The Regency (1715-1723)


Since Louis XV was only five years old in 1715, Louis XIV's nephew, the Duke of Orléans , became regent. The court left Versailles to take up residence in Paris. Thus began a period marked by its liberalisation of institutions, religion and ethics, after the imposed rigour of the last years of the preceding reign. In the words of a popular song, "C'est le joli temps de la Regence / Où l'on fit tout , excepté pénitence" (It's the time of the Regency / When we can do everything, except penitence), but that did not stop Voltaire from being imprisoned in the Bastille in 1717. The ban on Italian comedy, formerly regarded as licentious, was lifted. In the political arena, the upper aristocracy, including one of its most famous representatives, the Duke of Saint-Simon, and Parliament hampered the government, which was helpless both in the face of such blanket opposition to change and in its difficult financial situation, aggravated by the failure of Law's state banking system.

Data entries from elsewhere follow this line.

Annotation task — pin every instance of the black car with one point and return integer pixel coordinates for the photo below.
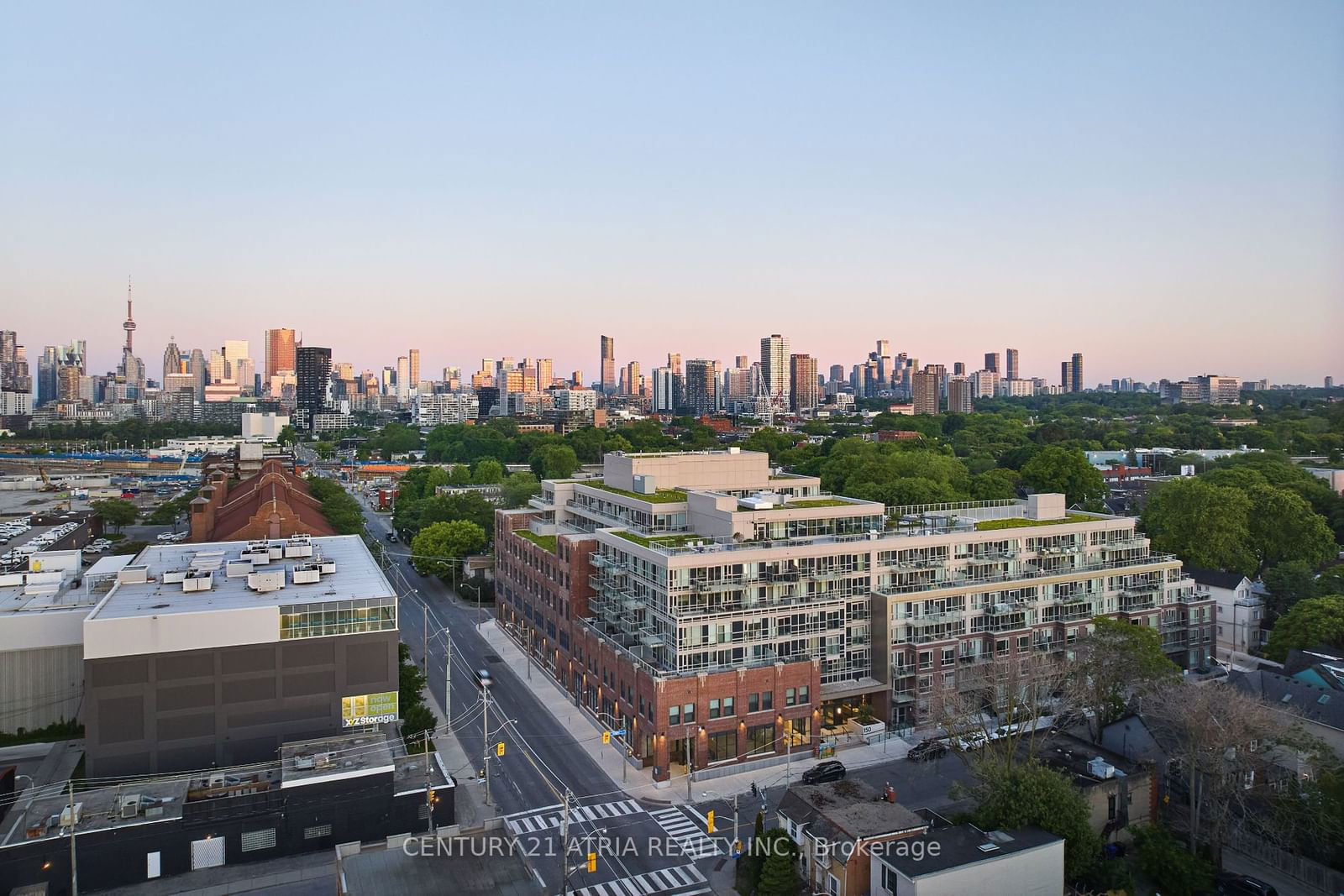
(1242, 886)
(927, 750)
(823, 773)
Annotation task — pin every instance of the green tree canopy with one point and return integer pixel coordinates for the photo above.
(1068, 472)
(554, 463)
(1315, 622)
(1202, 523)
(441, 546)
(116, 512)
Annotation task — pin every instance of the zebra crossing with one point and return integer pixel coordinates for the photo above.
(682, 880)
(689, 835)
(537, 820)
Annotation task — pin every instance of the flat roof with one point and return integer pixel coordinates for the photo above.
(356, 577)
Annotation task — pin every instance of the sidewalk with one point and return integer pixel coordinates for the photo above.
(638, 782)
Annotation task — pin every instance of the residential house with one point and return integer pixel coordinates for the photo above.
(837, 828)
(963, 859)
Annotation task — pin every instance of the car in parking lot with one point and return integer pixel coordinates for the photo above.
(823, 773)
(927, 750)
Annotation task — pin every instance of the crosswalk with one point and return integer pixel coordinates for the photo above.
(535, 820)
(689, 835)
(683, 880)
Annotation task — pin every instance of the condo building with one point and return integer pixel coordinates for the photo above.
(721, 611)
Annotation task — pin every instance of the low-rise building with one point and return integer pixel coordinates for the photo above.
(214, 654)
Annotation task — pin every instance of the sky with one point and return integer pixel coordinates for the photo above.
(1158, 186)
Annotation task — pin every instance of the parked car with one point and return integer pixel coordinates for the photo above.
(1229, 884)
(927, 750)
(820, 774)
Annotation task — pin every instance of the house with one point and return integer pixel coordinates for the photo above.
(963, 859)
(1119, 792)
(1316, 707)
(837, 828)
(1240, 611)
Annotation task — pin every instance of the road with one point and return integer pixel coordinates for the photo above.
(654, 848)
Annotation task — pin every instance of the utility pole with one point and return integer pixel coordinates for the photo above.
(486, 738)
(74, 876)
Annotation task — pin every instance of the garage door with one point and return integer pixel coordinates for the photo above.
(207, 853)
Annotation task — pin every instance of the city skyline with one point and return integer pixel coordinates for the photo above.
(944, 188)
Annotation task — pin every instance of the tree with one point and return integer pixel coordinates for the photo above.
(116, 512)
(780, 867)
(1205, 524)
(1315, 622)
(519, 488)
(1057, 469)
(1167, 864)
(554, 463)
(440, 547)
(1032, 794)
(488, 472)
(1113, 664)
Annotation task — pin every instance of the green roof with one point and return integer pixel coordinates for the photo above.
(541, 540)
(662, 496)
(660, 540)
(987, 526)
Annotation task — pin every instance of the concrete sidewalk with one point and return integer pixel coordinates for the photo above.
(638, 782)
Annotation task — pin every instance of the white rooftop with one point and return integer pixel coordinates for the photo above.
(241, 575)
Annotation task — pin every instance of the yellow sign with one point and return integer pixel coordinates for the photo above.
(369, 708)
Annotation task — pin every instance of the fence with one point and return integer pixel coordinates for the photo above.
(1317, 878)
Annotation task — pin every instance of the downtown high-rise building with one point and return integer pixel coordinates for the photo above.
(774, 369)
(280, 352)
(608, 364)
(806, 394)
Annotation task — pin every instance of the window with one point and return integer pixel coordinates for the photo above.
(253, 840)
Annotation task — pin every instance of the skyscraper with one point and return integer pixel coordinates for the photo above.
(803, 375)
(960, 396)
(280, 351)
(315, 372)
(702, 387)
(925, 390)
(608, 369)
(774, 369)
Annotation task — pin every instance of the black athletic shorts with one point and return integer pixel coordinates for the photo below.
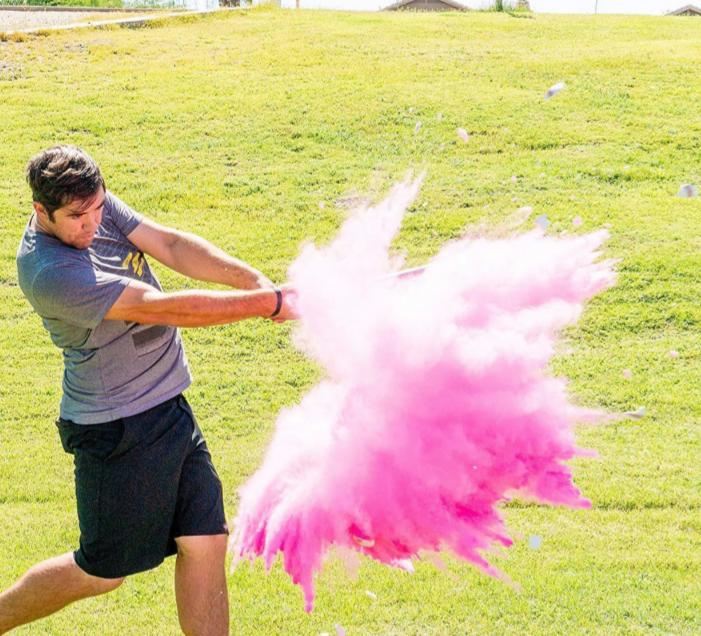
(140, 483)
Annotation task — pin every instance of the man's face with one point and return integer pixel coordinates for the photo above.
(74, 224)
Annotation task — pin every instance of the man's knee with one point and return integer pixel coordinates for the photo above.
(109, 585)
(95, 585)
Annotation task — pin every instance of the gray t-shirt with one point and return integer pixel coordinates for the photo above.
(113, 369)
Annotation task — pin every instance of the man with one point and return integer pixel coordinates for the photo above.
(146, 487)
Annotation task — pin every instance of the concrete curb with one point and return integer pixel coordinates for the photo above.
(24, 7)
(124, 22)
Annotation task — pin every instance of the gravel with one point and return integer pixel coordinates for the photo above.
(15, 20)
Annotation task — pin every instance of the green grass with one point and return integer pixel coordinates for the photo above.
(235, 127)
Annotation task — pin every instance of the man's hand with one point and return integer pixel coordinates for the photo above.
(288, 311)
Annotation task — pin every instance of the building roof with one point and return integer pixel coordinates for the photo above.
(688, 9)
(450, 3)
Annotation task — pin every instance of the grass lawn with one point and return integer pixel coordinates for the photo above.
(236, 127)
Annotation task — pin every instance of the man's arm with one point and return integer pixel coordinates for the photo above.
(146, 305)
(195, 257)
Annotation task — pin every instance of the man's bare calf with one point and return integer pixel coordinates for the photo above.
(47, 588)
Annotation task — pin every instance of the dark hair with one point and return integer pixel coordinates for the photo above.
(61, 175)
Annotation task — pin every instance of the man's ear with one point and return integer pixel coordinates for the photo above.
(41, 212)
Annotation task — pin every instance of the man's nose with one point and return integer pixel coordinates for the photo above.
(91, 223)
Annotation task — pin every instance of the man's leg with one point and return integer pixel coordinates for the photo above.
(47, 588)
(200, 585)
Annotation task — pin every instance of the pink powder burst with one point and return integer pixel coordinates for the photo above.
(437, 405)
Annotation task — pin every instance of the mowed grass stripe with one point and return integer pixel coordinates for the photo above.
(236, 127)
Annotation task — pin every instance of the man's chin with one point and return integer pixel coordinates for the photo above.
(82, 244)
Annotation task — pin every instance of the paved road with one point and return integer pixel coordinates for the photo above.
(14, 20)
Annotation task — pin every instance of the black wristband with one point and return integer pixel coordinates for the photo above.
(279, 303)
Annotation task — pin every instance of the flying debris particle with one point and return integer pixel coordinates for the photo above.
(542, 222)
(555, 90)
(365, 543)
(688, 191)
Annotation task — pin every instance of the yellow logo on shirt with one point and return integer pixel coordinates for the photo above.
(137, 263)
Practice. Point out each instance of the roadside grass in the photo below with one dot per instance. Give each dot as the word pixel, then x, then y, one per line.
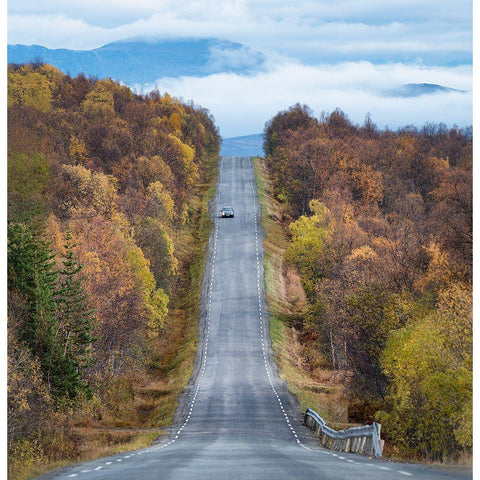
pixel 320 390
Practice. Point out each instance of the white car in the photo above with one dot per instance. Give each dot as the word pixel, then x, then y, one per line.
pixel 227 212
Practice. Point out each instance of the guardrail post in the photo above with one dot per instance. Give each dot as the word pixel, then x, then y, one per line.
pixel 377 449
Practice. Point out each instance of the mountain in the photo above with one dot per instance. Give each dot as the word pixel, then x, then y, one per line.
pixel 141 61
pixel 246 146
pixel 418 89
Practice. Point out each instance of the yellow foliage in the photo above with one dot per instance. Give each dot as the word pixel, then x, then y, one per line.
pixel 31 89
pixel 162 201
pixel 98 103
pixel 439 271
pixel 78 151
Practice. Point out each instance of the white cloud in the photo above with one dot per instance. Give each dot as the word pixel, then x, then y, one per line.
pixel 439 32
pixel 241 105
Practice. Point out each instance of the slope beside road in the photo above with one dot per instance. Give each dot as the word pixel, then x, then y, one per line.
pixel 237 419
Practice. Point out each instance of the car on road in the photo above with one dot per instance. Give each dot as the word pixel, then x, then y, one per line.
pixel 227 212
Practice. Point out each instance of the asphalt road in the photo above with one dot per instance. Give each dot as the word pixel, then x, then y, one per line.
pixel 236 420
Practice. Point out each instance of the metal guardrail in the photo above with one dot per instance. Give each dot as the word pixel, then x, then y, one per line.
pixel 362 440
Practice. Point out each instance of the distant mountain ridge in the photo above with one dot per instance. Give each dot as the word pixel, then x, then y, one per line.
pixel 246 146
pixel 418 89
pixel 141 61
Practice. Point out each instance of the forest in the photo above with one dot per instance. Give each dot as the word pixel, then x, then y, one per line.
pixel 380 232
pixel 107 201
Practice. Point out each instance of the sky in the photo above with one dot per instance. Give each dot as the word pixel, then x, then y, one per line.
pixel 325 53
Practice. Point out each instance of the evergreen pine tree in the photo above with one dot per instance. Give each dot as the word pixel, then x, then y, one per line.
pixel 31 272
pixel 75 320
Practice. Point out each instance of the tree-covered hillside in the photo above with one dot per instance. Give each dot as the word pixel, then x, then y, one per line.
pixel 380 227
pixel 105 193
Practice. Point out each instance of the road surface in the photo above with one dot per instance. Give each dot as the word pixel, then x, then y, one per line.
pixel 237 419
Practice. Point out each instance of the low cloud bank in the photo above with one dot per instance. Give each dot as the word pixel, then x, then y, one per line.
pixel 242 104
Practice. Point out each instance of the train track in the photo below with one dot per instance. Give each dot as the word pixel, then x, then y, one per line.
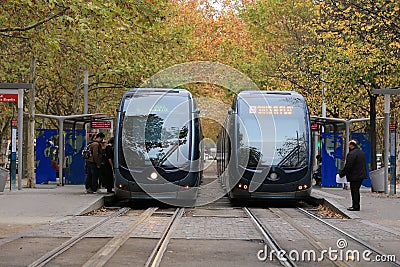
pixel 102 256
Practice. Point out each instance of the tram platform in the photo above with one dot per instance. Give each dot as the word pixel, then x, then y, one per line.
pixel 26 208
pixel 378 209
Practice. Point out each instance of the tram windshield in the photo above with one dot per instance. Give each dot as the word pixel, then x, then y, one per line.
pixel 272 132
pixel 156 131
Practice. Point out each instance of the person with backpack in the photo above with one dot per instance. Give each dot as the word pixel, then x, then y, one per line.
pixel 93 164
pixel 107 166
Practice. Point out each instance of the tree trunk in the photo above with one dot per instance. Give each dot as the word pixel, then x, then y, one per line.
pixel 372 134
pixel 30 166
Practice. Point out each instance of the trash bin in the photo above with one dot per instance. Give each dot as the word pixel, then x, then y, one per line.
pixel 378 180
pixel 3 178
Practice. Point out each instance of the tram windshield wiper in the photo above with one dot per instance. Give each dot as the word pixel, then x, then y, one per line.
pixel 181 140
pixel 293 158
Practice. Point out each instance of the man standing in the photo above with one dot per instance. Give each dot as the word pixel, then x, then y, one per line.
pixel 355 171
pixel 93 164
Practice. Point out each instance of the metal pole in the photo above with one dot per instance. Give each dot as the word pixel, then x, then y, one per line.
pixel 393 162
pixel 386 140
pixel 347 123
pixel 20 135
pixel 61 150
pixel 86 91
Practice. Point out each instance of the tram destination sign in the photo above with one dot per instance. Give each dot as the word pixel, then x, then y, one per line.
pixel 100 124
pixel 12 98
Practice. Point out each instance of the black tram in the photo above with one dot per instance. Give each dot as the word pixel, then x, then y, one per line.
pixel 157 147
pixel 264 148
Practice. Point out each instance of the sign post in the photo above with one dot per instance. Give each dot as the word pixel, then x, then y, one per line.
pixel 14 93
pixel 13 162
pixel 387 93
pixel 392 159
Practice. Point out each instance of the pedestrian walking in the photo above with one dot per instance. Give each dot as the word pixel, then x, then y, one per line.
pixel 93 164
pixel 318 172
pixel 108 166
pixel 355 170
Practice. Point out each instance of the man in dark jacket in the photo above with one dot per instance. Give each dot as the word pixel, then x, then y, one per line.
pixel 93 164
pixel 355 171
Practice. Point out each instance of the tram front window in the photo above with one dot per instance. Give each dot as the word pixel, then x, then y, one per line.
pixel 156 131
pixel 272 132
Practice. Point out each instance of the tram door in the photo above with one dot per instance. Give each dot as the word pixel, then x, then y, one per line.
pixel 332 157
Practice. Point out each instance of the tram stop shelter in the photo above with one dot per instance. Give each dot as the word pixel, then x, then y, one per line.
pixel 334 147
pixel 73 121
pixel 337 125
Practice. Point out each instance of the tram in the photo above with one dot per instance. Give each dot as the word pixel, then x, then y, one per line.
pixel 264 148
pixel 158 145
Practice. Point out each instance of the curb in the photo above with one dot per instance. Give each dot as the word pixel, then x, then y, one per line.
pixel 94 205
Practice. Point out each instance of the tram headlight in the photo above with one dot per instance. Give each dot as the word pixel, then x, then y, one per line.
pixel 273 176
pixel 153 176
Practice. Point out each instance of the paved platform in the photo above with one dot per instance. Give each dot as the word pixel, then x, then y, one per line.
pixel 26 208
pixel 377 209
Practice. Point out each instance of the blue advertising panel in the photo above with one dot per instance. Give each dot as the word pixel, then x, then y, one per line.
pixel 74 171
pixel 46 155
pixel 332 157
pixel 365 145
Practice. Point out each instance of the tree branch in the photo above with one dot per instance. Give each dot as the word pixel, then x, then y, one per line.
pixel 22 29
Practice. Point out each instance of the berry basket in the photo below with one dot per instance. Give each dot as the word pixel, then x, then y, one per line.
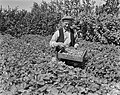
pixel 69 56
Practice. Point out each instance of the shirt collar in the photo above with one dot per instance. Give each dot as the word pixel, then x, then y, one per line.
pixel 65 30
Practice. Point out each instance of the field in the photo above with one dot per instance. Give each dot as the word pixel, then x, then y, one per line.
pixel 26 69
pixel 26 65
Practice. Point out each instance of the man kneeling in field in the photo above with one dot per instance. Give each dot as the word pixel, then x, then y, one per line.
pixel 65 36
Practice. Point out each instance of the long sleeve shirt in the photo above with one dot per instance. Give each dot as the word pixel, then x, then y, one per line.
pixel 67 38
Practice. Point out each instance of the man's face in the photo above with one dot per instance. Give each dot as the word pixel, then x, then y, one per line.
pixel 66 24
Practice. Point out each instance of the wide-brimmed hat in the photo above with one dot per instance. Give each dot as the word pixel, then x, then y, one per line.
pixel 67 18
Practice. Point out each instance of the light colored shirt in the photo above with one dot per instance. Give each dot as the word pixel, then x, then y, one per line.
pixel 67 38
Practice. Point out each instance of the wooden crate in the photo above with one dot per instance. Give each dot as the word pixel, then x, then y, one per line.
pixel 67 56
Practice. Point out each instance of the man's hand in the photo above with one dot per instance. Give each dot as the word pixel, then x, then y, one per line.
pixel 61 44
pixel 76 46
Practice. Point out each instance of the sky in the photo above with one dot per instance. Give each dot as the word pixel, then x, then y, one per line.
pixel 26 4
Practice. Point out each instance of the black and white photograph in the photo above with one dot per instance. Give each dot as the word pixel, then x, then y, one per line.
pixel 59 47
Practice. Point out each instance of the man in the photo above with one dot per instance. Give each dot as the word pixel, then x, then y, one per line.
pixel 65 36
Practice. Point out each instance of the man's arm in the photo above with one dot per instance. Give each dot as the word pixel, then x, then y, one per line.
pixel 67 41
pixel 54 38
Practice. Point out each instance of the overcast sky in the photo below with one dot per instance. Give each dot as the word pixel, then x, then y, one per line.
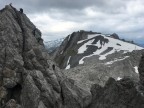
pixel 58 18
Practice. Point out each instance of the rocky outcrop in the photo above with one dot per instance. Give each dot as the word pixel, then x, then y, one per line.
pixel 28 77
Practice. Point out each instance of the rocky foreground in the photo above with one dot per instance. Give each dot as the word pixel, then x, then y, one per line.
pixel 30 79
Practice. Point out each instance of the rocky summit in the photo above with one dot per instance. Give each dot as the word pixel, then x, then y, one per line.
pixel 29 78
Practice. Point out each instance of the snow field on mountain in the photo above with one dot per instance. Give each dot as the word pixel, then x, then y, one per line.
pixel 116 44
pixel 136 69
pixel 116 60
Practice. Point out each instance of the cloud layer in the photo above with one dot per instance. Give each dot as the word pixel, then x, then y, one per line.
pixel 58 18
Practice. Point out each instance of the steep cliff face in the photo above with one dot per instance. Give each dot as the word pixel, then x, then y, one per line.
pixel 28 77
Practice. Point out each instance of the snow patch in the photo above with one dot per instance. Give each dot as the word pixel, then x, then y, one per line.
pixel 89 37
pixel 83 48
pixel 115 60
pixel 68 65
pixel 124 46
pixel 61 52
pixel 136 69
pixel 119 78
pixel 69 37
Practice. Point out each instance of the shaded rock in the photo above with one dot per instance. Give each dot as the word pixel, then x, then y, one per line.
pixel 117 94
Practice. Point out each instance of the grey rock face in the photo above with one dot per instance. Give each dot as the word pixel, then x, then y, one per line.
pixel 28 77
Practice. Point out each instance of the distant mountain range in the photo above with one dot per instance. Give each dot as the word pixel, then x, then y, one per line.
pixel 91 57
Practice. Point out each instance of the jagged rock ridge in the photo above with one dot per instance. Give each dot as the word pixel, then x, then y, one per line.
pixel 28 77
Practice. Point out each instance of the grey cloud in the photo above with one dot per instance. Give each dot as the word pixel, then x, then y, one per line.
pixel 113 15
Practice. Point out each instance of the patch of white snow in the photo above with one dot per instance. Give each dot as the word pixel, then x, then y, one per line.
pixel 68 65
pixel 119 78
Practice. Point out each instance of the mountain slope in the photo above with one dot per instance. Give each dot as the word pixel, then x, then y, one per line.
pixel 28 76
pixel 83 45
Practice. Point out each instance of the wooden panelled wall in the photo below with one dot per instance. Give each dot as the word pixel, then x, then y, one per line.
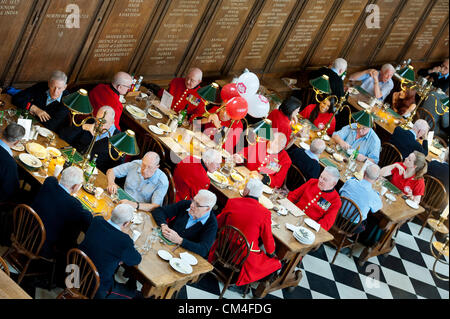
pixel 160 39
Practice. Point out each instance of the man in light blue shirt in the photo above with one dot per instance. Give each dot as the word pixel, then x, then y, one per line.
pixel 378 84
pixel 362 193
pixel 145 182
pixel 350 137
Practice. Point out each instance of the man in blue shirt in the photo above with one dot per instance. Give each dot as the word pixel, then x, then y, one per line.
pixel 350 137
pixel 379 84
pixel 362 193
pixel 145 182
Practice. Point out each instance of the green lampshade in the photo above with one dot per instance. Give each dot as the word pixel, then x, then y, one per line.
pixel 321 84
pixel 210 93
pixel 407 74
pixel 125 143
pixel 363 118
pixel 263 129
pixel 78 102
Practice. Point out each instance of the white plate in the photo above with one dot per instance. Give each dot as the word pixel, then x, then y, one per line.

According to the princess Palatine, the regent "loved the arts and, above all, painting." The refined, distant vision of Antoine Watteau and his two rivals, Pater and Lancret, , epitomise the spirit of the day. But, in spite of his excesses, the regent was Louis XIII's grandson and entertained a certain idea of grandeur. He thus appointed Antoine Coypel , the representative of what was then termed the grand genre , to be his First Painter.